Cube 3: 3D Printer for Families

3DSystems have announced their range of new 3D printers at CES 2014. There are some very cool additions including multi-color and even edible printing! But for families looking to get their first 3D printer this year, the Cube 3 is probably the most relevant new product.

The Cube 3 is a next generation entry-level 3D printer. This new printer will be available in 2Q 2014 and will retail for under $1000 and has a feature set intended to make it easy for beginners and time-limited families rather than tech specialists.

One of the stand-out features of this printer is that it is suitable for children from age 8+ (and has relevant safety certification.) I know this is an important issue for many parents who want to encourage their kids to get involved in 3D printing.

We have a home-built 3D printer and it's not designed for kids to use. My older son will turn 8 later this year and I love the idea of him being able to print his own creations and design choices on a machine that has been designed and tested with children in mind.

3D printing technology is moving on and we're seeing this trickle down to the entry-level models. The Cube 3 is able to print in two colors which does make more interesting designs possible. It also has a self-leveling bed which ensures that the print surface is flat - this avoids a lot of time-consuming manual fiddling around and avoid annoying errors.

You can build pretty large objects with this printer, it has a print volume of up to 6 x 6 x 6 inches. Most objects that we print for family use are much smaller than this.We print lots of small toys, key chain ornaments, puzzles, clips and boxes that would easily fit into this space. We do print objects that can get close to 6 inches in one or two dimensions though so it's handy to have that option.

There's also a Cubify app that's available for iOS, Android and Windows and there's wireless connectivity which simplifies things. And there are lots of designs available from as well as online customization tools that allow kids to design their own rocket, robot or other toy model.

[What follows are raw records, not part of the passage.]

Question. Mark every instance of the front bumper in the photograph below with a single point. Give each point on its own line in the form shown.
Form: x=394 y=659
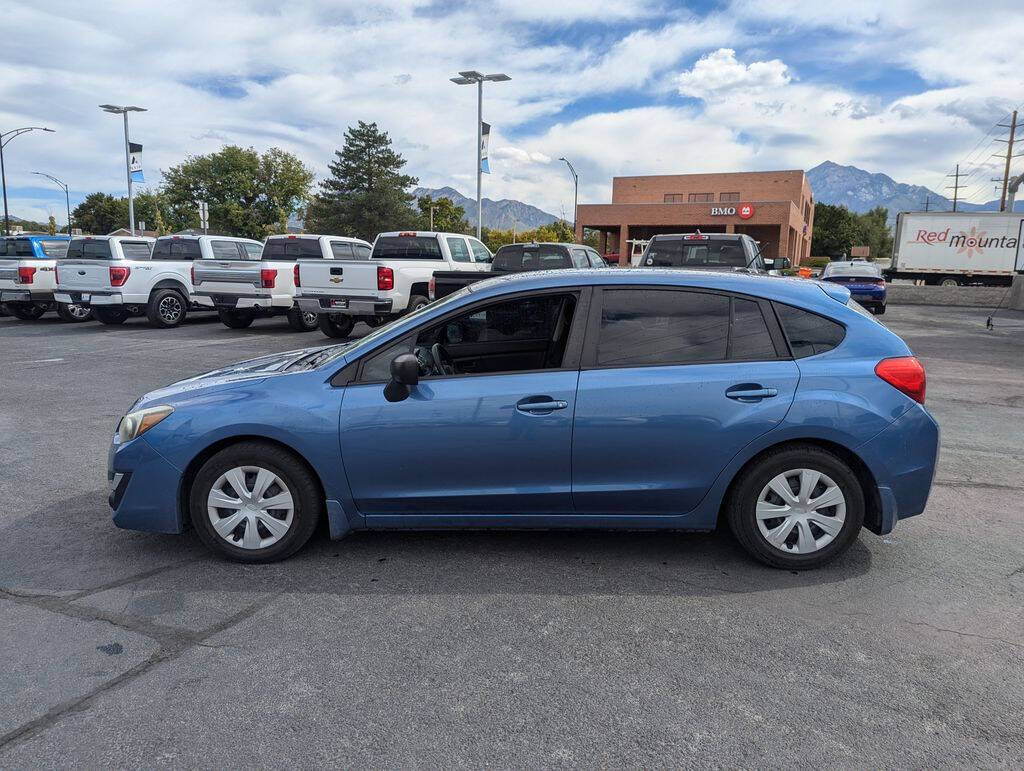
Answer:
x=144 y=487
x=360 y=306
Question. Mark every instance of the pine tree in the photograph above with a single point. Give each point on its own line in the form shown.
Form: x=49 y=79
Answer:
x=367 y=193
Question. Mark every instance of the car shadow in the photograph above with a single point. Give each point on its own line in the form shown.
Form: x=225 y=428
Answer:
x=73 y=547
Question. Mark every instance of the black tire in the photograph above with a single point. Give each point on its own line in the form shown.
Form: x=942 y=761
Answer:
x=416 y=302
x=74 y=313
x=306 y=497
x=167 y=308
x=236 y=319
x=740 y=508
x=27 y=311
x=336 y=325
x=111 y=315
x=301 y=320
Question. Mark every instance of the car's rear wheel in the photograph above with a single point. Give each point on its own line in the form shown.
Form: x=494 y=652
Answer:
x=236 y=319
x=167 y=307
x=797 y=508
x=302 y=320
x=113 y=315
x=336 y=325
x=72 y=312
x=255 y=503
x=27 y=311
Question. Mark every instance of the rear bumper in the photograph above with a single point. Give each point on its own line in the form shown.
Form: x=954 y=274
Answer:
x=344 y=304
x=902 y=459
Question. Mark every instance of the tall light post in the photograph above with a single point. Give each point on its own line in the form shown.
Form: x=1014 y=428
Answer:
x=67 y=195
x=576 y=191
x=125 y=111
x=465 y=79
x=5 y=137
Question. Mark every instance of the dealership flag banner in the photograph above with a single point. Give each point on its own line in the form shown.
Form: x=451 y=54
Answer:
x=135 y=165
x=484 y=137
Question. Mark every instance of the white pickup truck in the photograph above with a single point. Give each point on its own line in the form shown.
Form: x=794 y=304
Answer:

I'm always keen to get kids designing their own objects, but using existing designs is a great way to get started and to be able to get some cool objects quickly once you get your printer.

3DSystems are also claiming that the Cube 3 is "2X faster than other printers." Kids get impatient to get their hands on their latest creation so this is definitely a good thing!

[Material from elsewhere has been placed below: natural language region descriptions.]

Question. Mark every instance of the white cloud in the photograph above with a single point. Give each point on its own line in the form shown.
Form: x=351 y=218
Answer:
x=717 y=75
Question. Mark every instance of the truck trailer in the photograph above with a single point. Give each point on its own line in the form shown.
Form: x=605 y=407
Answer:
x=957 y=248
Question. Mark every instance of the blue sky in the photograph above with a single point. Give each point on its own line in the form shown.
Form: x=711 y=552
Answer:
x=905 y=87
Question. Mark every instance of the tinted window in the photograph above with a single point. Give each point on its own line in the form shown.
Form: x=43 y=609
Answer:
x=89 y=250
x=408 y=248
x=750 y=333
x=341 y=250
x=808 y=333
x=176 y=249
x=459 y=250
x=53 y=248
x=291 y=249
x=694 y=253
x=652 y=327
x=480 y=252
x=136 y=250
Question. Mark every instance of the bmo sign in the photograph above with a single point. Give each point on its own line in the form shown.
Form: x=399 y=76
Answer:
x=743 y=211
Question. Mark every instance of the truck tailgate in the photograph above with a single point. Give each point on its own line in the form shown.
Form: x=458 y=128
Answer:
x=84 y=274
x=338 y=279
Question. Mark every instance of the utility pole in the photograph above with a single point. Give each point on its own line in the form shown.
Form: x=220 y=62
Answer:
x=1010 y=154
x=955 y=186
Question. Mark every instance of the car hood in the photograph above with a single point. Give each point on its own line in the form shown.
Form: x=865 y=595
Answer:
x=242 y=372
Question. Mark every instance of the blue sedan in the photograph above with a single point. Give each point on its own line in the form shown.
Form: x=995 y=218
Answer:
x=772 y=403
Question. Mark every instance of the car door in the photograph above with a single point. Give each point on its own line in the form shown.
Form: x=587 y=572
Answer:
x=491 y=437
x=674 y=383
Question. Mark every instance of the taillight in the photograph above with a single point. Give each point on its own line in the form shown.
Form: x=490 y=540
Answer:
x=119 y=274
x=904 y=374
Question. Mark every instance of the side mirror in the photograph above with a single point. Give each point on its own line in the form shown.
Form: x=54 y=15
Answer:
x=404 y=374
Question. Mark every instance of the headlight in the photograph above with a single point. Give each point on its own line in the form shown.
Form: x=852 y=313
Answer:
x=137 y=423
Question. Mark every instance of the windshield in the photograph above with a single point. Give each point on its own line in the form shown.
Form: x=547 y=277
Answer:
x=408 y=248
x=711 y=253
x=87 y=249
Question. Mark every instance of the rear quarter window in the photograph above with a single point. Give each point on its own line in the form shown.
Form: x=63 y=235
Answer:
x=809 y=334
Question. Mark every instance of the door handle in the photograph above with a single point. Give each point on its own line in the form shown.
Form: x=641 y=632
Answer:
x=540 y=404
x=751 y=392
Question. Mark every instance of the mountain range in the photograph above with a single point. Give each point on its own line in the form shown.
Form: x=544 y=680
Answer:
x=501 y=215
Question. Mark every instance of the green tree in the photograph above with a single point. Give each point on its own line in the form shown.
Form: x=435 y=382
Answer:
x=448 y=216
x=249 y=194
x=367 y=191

It's good to see a 75 micron resolution on an entry level printer. This determines how thin the printed layers are and how smooth and detailed the final print will be.

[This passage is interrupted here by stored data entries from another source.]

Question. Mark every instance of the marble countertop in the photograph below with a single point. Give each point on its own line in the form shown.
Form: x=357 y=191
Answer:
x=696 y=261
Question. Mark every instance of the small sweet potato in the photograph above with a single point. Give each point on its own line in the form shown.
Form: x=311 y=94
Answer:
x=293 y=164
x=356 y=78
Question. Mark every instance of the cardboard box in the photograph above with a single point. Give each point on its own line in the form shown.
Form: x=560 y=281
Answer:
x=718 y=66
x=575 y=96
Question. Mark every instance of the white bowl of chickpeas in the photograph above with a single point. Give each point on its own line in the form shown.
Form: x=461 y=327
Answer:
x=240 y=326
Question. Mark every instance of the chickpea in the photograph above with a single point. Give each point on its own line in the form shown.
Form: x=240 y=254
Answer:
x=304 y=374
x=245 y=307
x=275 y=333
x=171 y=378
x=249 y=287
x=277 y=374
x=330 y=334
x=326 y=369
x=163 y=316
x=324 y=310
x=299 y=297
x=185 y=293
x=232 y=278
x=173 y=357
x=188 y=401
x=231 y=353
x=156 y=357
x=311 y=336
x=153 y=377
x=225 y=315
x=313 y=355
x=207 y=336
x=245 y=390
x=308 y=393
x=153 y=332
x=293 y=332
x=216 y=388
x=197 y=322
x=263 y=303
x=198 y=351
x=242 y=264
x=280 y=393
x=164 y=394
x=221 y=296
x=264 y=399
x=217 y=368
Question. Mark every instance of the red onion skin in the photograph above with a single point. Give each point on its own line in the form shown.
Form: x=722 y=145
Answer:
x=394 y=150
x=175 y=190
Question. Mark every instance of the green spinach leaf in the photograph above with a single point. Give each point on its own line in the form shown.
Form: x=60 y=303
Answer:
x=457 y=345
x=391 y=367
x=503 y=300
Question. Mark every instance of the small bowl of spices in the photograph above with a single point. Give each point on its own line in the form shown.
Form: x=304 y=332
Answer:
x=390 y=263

It's important to note that the Cube 3 runs of custom cartridges of filament. These can be more costly that buying filament for other printers, but should be less error prone and easier to use.

 The Cube 3 takes a good step forward in what we can expect in features and usability for an entry-level home family 3D printer. And the price point means that it will be affordable for a lot of families and also schools and kids clubs and camps.

I do think we're going to see more and more features reaching entry-level 3D printers in the next few years so if your kids are still little and you can hold off for a bit longer then you'll get more for your money next year. On the other hand, if you and your children are itching to be able to produce plastic bits and bobs in your own home this looks like a reasonable time to jump in.